El secretario de Estado de EEUU, John Kerry, ha llegado este miércoles a Bagdad para reunirse con el nuevo primer ministro del país, Haider al Abadi, con vistas a desarrollar la estrategia contra Estado Islámico que el presidente Barack Obama anunciará esta próxima madrugada.

Ayer mismo, Obama dijo a los integrantes del Congreso de EEUU que no necesita que autoricen su estrategia para combatir al Estado Islámico. La razón es que considera que el Estado Islámico supone una amenaza para los ciudadanos estadounidenses. El presidente de EEUU explicará hoy miércoles cuál será la estrategia que adoptará "para degradar y en última instancia destruir" al grupo islamista.

El yihadista Estado Islámico controla amplias zonas del norte de Irak y Siria y allí donde se instaura por medio de la 'guerra santa' inicia una sucesión de salvajadas (decapitaciones, violaciones...) cuyo odio solo puede explicarse más allá de lo natural. Es decir, hay que acudir a lo sobrenatural.

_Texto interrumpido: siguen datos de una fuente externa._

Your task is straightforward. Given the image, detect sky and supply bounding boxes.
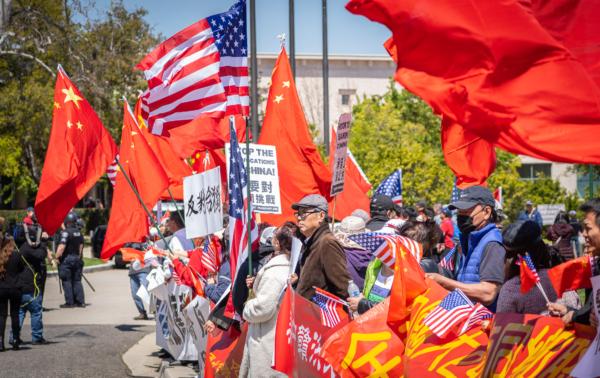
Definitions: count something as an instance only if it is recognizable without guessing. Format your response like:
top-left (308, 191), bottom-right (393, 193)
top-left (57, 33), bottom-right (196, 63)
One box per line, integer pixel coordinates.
top-left (88, 0), bottom-right (391, 55)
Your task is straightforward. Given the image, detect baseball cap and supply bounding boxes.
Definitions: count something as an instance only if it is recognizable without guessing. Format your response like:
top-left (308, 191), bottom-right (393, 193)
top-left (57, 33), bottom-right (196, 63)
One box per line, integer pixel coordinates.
top-left (371, 194), bottom-right (394, 210)
top-left (448, 185), bottom-right (496, 210)
top-left (292, 194), bottom-right (327, 212)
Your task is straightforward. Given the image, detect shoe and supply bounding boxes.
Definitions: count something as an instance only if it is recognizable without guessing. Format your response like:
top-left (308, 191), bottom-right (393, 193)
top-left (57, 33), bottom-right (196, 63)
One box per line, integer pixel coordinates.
top-left (133, 312), bottom-right (148, 320)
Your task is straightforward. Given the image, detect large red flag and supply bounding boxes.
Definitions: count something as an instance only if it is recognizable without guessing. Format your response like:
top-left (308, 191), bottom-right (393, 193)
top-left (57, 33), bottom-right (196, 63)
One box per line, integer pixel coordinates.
top-left (258, 49), bottom-right (331, 224)
top-left (35, 68), bottom-right (117, 234)
top-left (100, 102), bottom-right (169, 259)
top-left (329, 129), bottom-right (371, 219)
top-left (347, 0), bottom-right (600, 184)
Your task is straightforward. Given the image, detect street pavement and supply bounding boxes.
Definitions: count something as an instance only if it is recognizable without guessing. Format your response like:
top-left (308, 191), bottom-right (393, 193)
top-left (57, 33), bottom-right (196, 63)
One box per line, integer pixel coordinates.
top-left (0, 269), bottom-right (155, 378)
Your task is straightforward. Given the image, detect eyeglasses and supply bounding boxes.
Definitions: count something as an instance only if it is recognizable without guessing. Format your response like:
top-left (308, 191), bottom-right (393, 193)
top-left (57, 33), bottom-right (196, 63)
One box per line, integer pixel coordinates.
top-left (294, 211), bottom-right (320, 220)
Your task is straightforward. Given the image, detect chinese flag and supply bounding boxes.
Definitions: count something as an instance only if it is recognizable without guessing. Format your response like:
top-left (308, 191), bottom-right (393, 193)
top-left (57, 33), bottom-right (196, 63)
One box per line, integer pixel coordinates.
top-left (100, 103), bottom-right (169, 259)
top-left (329, 130), bottom-right (371, 219)
top-left (321, 298), bottom-right (404, 378)
top-left (548, 255), bottom-right (594, 298)
top-left (258, 49), bottom-right (331, 224)
top-left (347, 0), bottom-right (600, 187)
top-left (35, 67), bottom-right (117, 234)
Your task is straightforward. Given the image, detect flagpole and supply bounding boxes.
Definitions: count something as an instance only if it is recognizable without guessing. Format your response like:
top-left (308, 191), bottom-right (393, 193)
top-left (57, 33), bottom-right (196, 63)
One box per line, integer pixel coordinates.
top-left (117, 159), bottom-right (175, 255)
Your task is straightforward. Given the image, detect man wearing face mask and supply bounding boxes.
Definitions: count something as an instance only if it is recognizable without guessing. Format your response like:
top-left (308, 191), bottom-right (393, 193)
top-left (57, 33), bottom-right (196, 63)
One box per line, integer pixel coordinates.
top-left (427, 186), bottom-right (506, 311)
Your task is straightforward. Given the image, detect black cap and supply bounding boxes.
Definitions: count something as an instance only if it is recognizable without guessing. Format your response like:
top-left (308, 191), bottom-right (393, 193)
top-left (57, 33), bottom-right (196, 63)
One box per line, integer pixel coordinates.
top-left (448, 185), bottom-right (496, 210)
top-left (371, 194), bottom-right (395, 210)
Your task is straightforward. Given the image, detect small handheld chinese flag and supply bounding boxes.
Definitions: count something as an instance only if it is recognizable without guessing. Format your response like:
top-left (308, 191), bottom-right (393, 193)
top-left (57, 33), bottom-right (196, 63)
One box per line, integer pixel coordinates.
top-left (35, 67), bottom-right (117, 234)
top-left (519, 253), bottom-right (540, 294)
top-left (548, 256), bottom-right (594, 298)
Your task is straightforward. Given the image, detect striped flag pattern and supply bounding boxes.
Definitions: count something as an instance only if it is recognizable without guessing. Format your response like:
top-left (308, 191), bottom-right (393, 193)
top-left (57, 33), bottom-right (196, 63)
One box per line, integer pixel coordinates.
top-left (423, 289), bottom-right (473, 338)
top-left (313, 287), bottom-right (347, 328)
top-left (136, 0), bottom-right (250, 135)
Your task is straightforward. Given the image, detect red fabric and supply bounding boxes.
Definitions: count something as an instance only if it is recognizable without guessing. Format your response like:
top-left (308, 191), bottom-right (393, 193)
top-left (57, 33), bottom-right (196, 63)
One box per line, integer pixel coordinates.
top-left (347, 0), bottom-right (600, 187)
top-left (35, 69), bottom-right (117, 234)
top-left (440, 218), bottom-right (454, 249)
top-left (519, 259), bottom-right (539, 294)
top-left (168, 115), bottom-right (246, 159)
top-left (329, 129), bottom-right (372, 219)
top-left (100, 103), bottom-right (169, 259)
top-left (548, 256), bottom-right (592, 298)
top-left (258, 49), bottom-right (331, 225)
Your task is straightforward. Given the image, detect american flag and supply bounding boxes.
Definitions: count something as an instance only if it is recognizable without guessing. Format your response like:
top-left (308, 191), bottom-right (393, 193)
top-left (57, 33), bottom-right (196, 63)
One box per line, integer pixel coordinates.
top-left (225, 117), bottom-right (258, 313)
top-left (423, 289), bottom-right (473, 337)
top-left (438, 247), bottom-right (457, 272)
top-left (313, 287), bottom-right (347, 328)
top-left (375, 169), bottom-right (402, 205)
top-left (201, 236), bottom-right (220, 273)
top-left (450, 177), bottom-right (462, 203)
top-left (136, 0), bottom-right (250, 135)
top-left (106, 154), bottom-right (119, 188)
top-left (348, 232), bottom-right (423, 269)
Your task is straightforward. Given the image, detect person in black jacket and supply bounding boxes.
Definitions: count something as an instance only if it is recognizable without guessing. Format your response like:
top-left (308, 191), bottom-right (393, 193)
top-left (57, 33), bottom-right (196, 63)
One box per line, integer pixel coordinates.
top-left (0, 235), bottom-right (24, 352)
top-left (13, 223), bottom-right (48, 345)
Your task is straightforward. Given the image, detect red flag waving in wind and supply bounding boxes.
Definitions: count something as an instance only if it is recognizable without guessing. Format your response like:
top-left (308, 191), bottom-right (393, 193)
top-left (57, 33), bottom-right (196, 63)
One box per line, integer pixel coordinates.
top-left (258, 49), bottom-right (331, 224)
top-left (35, 67), bottom-right (117, 234)
top-left (347, 0), bottom-right (600, 185)
top-left (100, 102), bottom-right (169, 259)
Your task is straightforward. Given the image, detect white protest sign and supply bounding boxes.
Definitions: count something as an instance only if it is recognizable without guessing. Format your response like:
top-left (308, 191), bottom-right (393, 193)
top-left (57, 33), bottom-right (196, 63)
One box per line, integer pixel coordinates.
top-left (183, 167), bottom-right (223, 239)
top-left (183, 295), bottom-right (210, 372)
top-left (225, 143), bottom-right (282, 214)
top-left (537, 203), bottom-right (565, 225)
top-left (571, 276), bottom-right (600, 378)
top-left (330, 113), bottom-right (352, 197)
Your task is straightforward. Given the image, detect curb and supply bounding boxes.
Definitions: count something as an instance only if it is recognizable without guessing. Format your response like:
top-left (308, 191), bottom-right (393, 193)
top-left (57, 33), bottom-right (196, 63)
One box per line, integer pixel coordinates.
top-left (47, 261), bottom-right (115, 277)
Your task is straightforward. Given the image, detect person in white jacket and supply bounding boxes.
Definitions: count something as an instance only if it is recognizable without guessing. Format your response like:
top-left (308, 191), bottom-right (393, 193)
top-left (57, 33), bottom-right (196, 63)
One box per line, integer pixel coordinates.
top-left (240, 225), bottom-right (293, 378)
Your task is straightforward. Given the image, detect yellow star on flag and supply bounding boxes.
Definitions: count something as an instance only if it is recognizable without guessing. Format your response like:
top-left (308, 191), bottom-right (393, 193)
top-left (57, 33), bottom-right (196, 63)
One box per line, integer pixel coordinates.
top-left (62, 87), bottom-right (83, 109)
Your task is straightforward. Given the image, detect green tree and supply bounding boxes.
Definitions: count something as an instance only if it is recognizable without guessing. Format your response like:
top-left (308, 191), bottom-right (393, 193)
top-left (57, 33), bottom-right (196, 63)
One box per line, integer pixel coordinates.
top-left (349, 84), bottom-right (579, 219)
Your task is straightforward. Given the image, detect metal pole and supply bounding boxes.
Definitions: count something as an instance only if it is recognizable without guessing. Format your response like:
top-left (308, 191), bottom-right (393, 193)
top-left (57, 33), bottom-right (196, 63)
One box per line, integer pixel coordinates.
top-left (322, 0), bottom-right (329, 155)
top-left (288, 0), bottom-right (296, 81)
top-left (246, 0), bottom-right (258, 140)
top-left (117, 159), bottom-right (174, 255)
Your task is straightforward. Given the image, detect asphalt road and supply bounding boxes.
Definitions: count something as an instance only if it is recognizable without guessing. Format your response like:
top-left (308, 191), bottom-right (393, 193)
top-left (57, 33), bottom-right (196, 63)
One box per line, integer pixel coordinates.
top-left (0, 270), bottom-right (155, 378)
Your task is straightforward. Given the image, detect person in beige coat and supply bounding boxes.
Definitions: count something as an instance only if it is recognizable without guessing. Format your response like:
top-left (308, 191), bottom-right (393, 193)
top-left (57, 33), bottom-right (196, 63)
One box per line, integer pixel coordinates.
top-left (240, 226), bottom-right (293, 378)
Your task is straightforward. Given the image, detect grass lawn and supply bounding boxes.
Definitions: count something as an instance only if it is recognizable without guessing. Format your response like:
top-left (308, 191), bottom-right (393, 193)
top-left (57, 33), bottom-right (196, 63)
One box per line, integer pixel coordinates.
top-left (47, 257), bottom-right (104, 272)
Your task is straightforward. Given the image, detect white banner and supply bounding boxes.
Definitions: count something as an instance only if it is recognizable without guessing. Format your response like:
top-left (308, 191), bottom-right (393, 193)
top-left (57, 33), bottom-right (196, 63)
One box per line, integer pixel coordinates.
top-left (330, 113), bottom-right (352, 197)
top-left (225, 143), bottom-right (282, 214)
top-left (183, 167), bottom-right (223, 239)
top-left (571, 276), bottom-right (600, 378)
top-left (183, 295), bottom-right (210, 375)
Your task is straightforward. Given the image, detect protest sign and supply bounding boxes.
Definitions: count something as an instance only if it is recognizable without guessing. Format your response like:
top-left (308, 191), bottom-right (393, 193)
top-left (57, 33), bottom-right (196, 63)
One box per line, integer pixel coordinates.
top-left (183, 295), bottom-right (210, 372)
top-left (537, 203), bottom-right (565, 226)
top-left (225, 143), bottom-right (282, 214)
top-left (183, 167), bottom-right (223, 239)
top-left (571, 276), bottom-right (600, 378)
top-left (330, 113), bottom-right (352, 197)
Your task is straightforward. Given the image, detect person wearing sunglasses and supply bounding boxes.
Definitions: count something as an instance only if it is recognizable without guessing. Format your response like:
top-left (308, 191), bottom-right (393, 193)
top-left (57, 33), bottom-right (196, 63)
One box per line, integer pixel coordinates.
top-left (292, 194), bottom-right (350, 300)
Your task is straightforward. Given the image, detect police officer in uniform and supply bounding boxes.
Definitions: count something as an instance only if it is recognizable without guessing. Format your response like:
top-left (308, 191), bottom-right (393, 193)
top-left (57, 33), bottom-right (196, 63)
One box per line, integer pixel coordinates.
top-left (56, 212), bottom-right (85, 308)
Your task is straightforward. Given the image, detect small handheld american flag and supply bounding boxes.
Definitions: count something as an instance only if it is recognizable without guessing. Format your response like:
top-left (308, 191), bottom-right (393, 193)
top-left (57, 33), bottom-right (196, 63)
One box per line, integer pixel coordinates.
top-left (313, 287), bottom-right (348, 328)
top-left (375, 169), bottom-right (402, 205)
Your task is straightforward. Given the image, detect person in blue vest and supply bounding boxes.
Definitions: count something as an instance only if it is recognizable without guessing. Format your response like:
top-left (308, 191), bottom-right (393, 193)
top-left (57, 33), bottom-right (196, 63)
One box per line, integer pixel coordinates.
top-left (427, 186), bottom-right (506, 311)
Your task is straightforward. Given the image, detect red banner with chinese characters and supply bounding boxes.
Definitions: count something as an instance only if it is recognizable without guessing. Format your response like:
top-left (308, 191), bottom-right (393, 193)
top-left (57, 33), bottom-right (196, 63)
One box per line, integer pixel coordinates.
top-left (272, 286), bottom-right (346, 377)
top-left (204, 324), bottom-right (248, 378)
top-left (322, 298), bottom-right (404, 378)
top-left (482, 314), bottom-right (595, 377)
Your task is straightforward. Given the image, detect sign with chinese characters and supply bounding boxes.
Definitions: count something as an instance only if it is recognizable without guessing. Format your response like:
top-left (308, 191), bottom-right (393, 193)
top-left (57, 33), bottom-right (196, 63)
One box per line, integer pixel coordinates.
top-left (330, 113), bottom-right (352, 197)
top-left (225, 143), bottom-right (282, 214)
top-left (183, 167), bottom-right (223, 239)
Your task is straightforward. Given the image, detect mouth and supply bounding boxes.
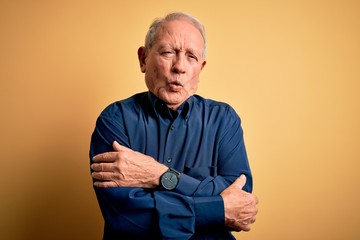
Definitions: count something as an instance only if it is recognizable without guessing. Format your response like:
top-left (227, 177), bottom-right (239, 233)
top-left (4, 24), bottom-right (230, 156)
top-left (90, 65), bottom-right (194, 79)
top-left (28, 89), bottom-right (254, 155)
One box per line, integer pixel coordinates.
top-left (168, 81), bottom-right (183, 92)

Y es lo que ha hecho Shlemon Warduni (en la imagen), obispo auxiliar de Bagdad de los caldeos: "Posiblemente esta gente del Estado Islámico viene del infierno, son peores que los demonios. Por esto hemos gritado en voz alta para pedir ayuda a todo el mundo: a los cristianos, musulmanes, ateos, a toda la gente de buena voluntad. Para que nuestro pueblo, nuestros fieles, nuestros ancianos, nuestros niños no sean maltratados de este modo duro y terrible", expresó en declaraciones a 'iI Tempi', informa AICA.

El prelado describió de este modo las atrocidades cometidas por los yihadistas contra los cristianos y otras minorías en Irak, a quienes han decapitado o esclavizado por negarse a convertirse al islam. "La suerte de todos los iraquíes es la misma. Todos están inquietos, no solo los cristianos, porque no hay paz ni seguridad desde hace muchos años", advirtió y agregó que en los últimos meses sucede algo que "nunca pudimos ni imaginar: que estos maleantes han obligado a los cristianos y a todas las minorías a huir en masa. Los cristianos viven en Mosul desde hace dos mil años, pero ya no hay más de una oración en la ciudad".

"Han sembrado el terror en los corazones de la gente. Incluso antes de que entraran a la llanura del Nínive, de hecho, esos pueblos estaban casi del todo vacíos. Pedimos tantas cosas al mundo para que los cristianos y demás puedan en primer lugar vivir y luego lo puedan hacer con dignidad", sostuvo.

Asimismo, pidió a la comunidad internacional impedir que los yihadistas puedan adquirir más armas, así como enviar una fuerza internacional que proteja a los refugiados y "liberar nuestras villas y ciudades de las manos de estos criminales para devolvérselas a los cristianos y los miembros de otras minorías".

"Cada semana se rezaba y se celebraba la misa en Mosul. Cuánta gente ahora llora: 'Otra semana sin misa, sin participar del Cuerpo y la Sangre de Cristo", concluyó.

Por eso, urgen oraciones por los cristianos perseguidos por su fe en Cristo.